I borrowed this book from the school library when I was about 12. Reading “Daddy-Long-Legs”, I fell in love with the idea of having penfriends and the art of letter writing.
Jerusha Abbott (later called Judy) is an orphan at the John Grier Home, which is nothing like loving atmosphere of the orphanage in John Irving’s The Cider House Rules.
Already 18, Judy’s future is uncertain until one day, the matron delivers some good news:
Hearing that she’s a budding writer, a trustee will sponsor her college education and even give her a monthly allowance! However, she has to write him (addressed to a fictitious “John Smith”) a letter every month but he will never reply
Mystified by these strange conditions, Judy sets herself to be a good student at college and dedicates her time well in writing her monthly updates to her trustee.

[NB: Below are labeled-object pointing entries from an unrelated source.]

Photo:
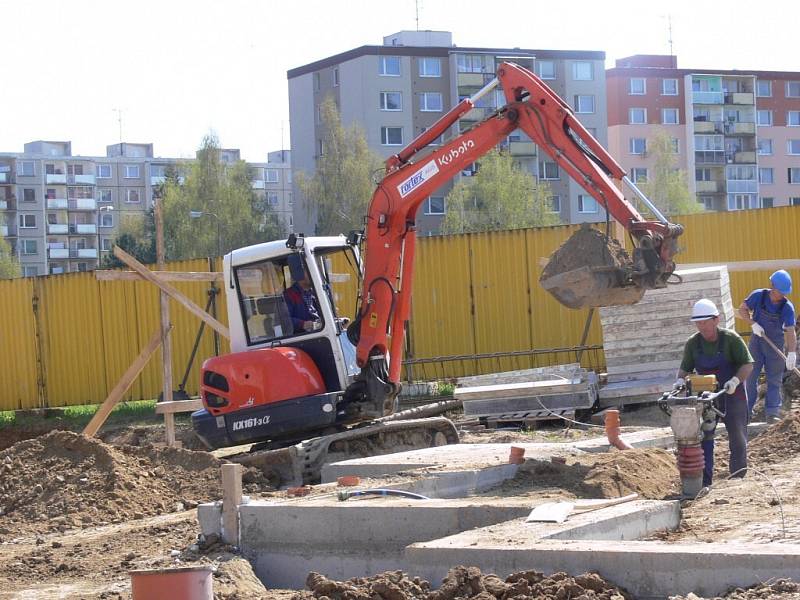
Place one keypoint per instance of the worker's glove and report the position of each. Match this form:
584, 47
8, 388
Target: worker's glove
731, 385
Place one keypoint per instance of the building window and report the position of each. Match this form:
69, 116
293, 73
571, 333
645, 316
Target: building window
30, 247
637, 116
548, 170
669, 87
586, 204
638, 145
25, 168
582, 70
546, 69
389, 66
391, 101
584, 104
639, 175
27, 221
430, 102
763, 88
669, 116
474, 63
392, 136
637, 86
430, 67
434, 205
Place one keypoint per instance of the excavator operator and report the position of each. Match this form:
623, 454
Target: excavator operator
300, 298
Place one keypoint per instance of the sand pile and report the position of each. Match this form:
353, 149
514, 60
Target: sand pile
463, 582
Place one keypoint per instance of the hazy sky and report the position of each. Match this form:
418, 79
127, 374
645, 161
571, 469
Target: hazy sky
181, 68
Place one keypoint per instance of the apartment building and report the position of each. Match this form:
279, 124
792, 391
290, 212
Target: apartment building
397, 90
736, 133
61, 213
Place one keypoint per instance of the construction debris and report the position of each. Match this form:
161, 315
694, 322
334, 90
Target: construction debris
643, 343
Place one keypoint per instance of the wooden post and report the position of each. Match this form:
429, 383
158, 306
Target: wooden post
169, 289
122, 385
231, 499
166, 342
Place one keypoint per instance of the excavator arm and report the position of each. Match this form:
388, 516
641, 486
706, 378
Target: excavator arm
412, 176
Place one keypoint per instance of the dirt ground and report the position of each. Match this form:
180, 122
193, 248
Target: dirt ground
76, 515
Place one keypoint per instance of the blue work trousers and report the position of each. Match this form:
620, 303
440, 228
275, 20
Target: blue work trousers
765, 358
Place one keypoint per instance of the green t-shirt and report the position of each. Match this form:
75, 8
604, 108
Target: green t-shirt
733, 348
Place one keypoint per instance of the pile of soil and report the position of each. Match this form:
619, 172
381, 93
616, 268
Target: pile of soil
650, 472
464, 582
779, 442
781, 589
64, 480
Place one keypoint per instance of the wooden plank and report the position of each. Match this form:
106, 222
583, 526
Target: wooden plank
105, 275
231, 499
176, 406
122, 385
175, 294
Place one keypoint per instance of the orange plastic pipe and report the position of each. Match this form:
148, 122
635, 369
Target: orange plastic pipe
612, 431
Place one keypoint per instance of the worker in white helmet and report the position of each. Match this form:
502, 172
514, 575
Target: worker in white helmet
721, 352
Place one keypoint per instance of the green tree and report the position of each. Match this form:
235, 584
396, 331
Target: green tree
223, 190
501, 195
340, 189
9, 265
666, 184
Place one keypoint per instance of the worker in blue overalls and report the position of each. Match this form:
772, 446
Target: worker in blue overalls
771, 315
721, 352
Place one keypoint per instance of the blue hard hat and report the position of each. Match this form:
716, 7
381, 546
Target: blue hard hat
781, 281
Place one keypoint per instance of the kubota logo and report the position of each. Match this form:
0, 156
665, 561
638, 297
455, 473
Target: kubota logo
456, 152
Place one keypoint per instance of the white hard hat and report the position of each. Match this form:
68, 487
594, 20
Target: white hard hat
704, 309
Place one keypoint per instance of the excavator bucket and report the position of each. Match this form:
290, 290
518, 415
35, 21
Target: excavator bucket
591, 270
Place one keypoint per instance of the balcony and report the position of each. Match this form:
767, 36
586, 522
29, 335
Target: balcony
57, 228
740, 128
57, 203
83, 253
739, 98
56, 178
708, 127
708, 97
82, 204
88, 179
707, 187
83, 228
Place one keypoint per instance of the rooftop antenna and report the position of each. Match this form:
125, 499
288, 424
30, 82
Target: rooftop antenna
119, 120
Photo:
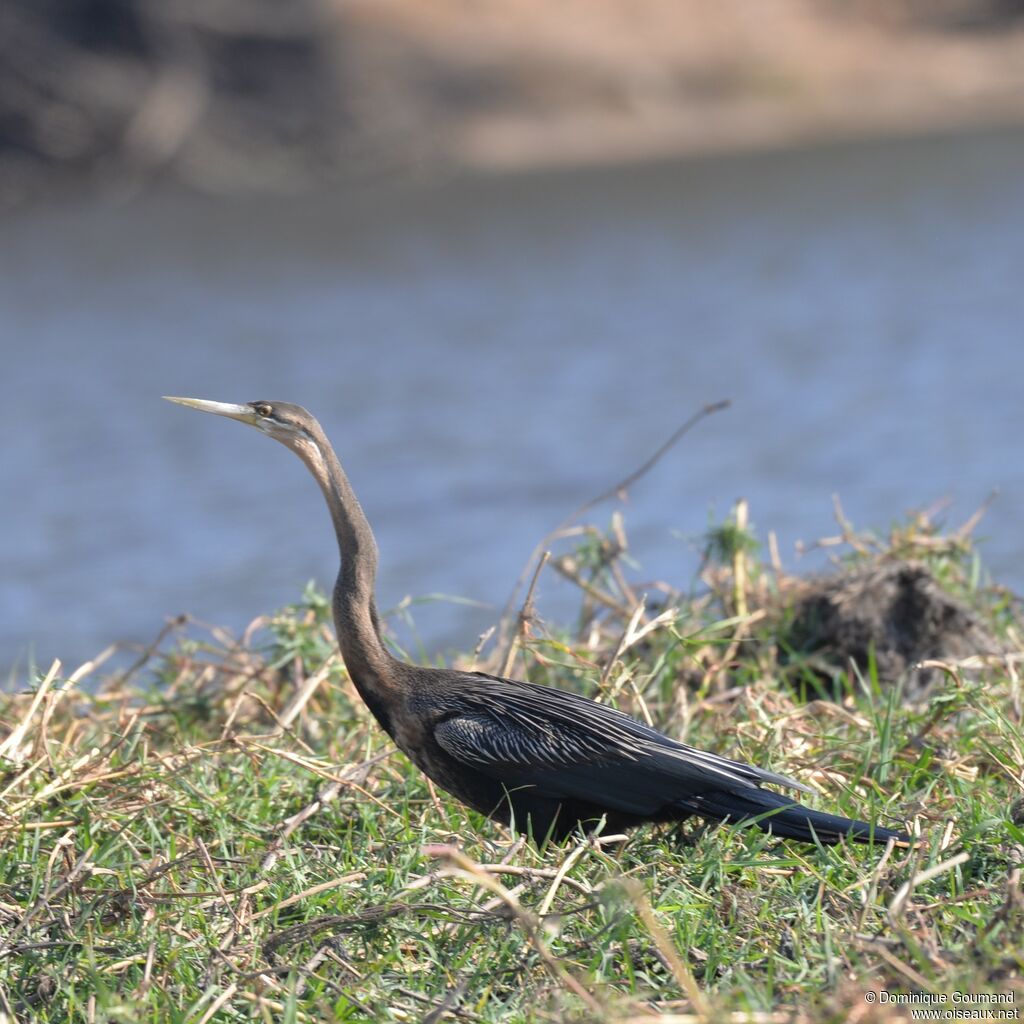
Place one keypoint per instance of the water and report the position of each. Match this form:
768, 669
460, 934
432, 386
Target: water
486, 355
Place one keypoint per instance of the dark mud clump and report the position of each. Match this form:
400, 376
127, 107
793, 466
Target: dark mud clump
893, 610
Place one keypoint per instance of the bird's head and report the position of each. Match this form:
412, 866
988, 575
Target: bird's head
291, 425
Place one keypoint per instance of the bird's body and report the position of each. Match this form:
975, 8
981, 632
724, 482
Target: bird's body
544, 760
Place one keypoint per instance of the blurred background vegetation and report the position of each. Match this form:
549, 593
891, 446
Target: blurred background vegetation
240, 94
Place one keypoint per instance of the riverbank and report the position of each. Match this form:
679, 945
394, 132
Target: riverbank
223, 833
231, 96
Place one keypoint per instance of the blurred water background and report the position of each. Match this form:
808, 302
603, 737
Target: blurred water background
487, 352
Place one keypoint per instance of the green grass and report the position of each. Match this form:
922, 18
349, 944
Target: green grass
172, 850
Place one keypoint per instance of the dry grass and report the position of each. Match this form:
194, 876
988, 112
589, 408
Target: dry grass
223, 834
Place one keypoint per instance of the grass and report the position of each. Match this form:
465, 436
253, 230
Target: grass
223, 834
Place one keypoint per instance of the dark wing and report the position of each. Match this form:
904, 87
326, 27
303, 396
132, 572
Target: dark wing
568, 748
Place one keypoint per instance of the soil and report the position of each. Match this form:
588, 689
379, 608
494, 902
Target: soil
895, 611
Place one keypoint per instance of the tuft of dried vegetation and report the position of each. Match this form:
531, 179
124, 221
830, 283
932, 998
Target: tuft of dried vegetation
221, 833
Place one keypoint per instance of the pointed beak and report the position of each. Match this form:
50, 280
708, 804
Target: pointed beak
244, 413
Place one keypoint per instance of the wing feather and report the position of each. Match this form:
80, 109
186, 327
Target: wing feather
569, 748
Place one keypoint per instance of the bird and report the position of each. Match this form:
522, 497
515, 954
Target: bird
549, 763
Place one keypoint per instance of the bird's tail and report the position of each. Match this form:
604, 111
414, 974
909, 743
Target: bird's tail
783, 817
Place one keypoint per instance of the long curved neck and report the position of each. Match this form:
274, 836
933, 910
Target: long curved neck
355, 617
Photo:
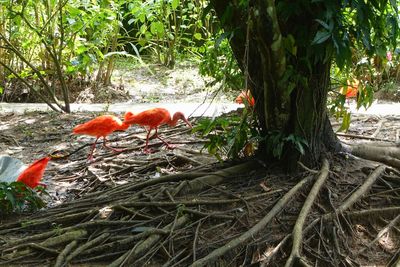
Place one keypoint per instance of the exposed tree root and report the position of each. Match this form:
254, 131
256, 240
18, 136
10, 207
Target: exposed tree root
298, 227
255, 229
387, 155
228, 216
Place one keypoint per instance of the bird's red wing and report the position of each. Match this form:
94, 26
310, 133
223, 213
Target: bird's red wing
32, 175
100, 126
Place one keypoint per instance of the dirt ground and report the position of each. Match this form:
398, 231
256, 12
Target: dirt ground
116, 199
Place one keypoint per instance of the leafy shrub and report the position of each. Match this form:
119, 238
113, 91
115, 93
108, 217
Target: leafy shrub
232, 137
219, 62
17, 197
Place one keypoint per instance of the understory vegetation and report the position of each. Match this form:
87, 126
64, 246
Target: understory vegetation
274, 183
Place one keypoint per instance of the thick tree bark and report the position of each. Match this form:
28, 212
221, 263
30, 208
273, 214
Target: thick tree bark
300, 111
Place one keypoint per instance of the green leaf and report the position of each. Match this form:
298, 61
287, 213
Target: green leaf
321, 37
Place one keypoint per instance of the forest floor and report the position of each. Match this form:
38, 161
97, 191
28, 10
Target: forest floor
176, 206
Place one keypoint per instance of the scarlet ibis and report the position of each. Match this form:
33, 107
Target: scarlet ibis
32, 175
152, 118
101, 126
245, 97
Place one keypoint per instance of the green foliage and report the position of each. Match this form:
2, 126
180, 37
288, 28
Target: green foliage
228, 136
166, 28
276, 141
17, 197
219, 62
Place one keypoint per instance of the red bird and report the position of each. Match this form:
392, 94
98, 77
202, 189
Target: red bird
351, 90
100, 127
245, 97
32, 175
153, 118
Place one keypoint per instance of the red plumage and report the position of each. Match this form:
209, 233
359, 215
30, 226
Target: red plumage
32, 175
152, 118
100, 126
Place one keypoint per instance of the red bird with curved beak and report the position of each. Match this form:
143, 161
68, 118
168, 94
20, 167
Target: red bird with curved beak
101, 126
32, 175
153, 118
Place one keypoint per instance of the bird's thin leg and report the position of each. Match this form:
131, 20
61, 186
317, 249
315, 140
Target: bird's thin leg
113, 149
165, 142
90, 157
146, 148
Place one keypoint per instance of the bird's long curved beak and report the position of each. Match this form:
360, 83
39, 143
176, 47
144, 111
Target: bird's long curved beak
188, 122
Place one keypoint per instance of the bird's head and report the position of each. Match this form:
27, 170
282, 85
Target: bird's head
179, 116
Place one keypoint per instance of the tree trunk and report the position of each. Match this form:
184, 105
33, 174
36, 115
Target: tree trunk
290, 89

One day, she catches a glimpse of his tall, sinewy shadow or silhouette and starts calling him “Daddy-Long-Legs” instead.
The book is filled with Judy’s description of life at college, some amusing and some not so especially when she remembers her shabby background. Her letters to “Daddy-Long-Legs” fill up a good portion of her book, including cute stick drawings
I could identify with Judy when I read the book because:
- I loved to write letters;
- I had a kind uncle who’d buy me things a young girl loved (who couldn’t afford them) e.g. pretty stationery, cool sneakers, cool t-shirts, books etc and
- I also had strange and sometimes unfortunate escapades when I was a kid.
“Daddy-Long-Legs” is definitely one of my favourite books (read and re-read many times!) and reading Jean Webster’s biography, she’s my sort of heroine too!